Since its debut, tech analysts have chided Apple’s latest iPhone for being more evolutionary than revolutionary.

Likely to quiet such criticism, Apple said Monday that iPhone 5 pre-orders topped two million in the first 24 hours -- more than double the record set by the iPhone 4S, last year.

“The iPhone 5 might only be an evolutionary rather than revolutionary new smartphone, but that apparently has had no effect on the short-term consumer interest,” writes BetaNews.

“We believe that consumer sentiment around the iPhone 5 is significantly better than it was for iPhone 4S despite the lack of excitement by the tech media,” Piper Jaffray analyst Gene Munster wrote in a research note, cited by ZDNet.

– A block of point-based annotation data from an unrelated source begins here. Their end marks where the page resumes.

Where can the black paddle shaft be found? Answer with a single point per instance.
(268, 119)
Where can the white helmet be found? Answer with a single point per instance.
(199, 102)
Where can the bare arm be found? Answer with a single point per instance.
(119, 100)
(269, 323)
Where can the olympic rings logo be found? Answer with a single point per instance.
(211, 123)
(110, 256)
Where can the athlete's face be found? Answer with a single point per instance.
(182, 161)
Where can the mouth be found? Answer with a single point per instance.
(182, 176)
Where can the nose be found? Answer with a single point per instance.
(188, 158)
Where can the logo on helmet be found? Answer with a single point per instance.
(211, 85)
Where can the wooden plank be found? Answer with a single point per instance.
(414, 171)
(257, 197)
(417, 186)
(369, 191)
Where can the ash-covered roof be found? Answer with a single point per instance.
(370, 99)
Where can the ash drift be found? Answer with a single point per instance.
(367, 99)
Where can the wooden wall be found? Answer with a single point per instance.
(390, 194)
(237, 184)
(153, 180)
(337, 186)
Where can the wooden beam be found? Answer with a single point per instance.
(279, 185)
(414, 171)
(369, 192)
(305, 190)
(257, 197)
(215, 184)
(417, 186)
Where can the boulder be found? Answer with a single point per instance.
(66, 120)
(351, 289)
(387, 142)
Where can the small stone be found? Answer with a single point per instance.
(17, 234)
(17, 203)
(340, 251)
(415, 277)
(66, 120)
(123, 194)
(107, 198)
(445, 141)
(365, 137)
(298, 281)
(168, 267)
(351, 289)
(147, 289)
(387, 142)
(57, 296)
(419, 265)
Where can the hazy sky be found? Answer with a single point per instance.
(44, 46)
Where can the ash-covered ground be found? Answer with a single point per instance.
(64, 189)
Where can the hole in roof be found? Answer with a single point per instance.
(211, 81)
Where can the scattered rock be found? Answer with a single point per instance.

Moreover, “The announcements underscore that Apple’s latest iPhone is selling big, and dampens any rumors that Apple had been seeing supply constraints heading into the launch,” according to The Washington Post.

“Some skeptics had suggested that the reason Apple experienced iPhone 5 stock-outs an hour after pre-orders started was that it had stockpiled smaller supplies of the device than previous models,” notes Fortune. “Apple's … announcements would seem to discredit that theory.”

Still, sales of the iPhone 5 still have a long way to go before reaching Apple’s historical benchmark for iPhone success.

As Business Insider reminds us, Apple marketing boss Phil Shiller recently revealed an internal measuring stick the company uses: "Each new generation sold approximately equal to all previous generations combined."

Citing one analyst’s figures, BI adds: “If the iPhone 5 is going to reach that milestone, Apple will have to sell 263 million of them.”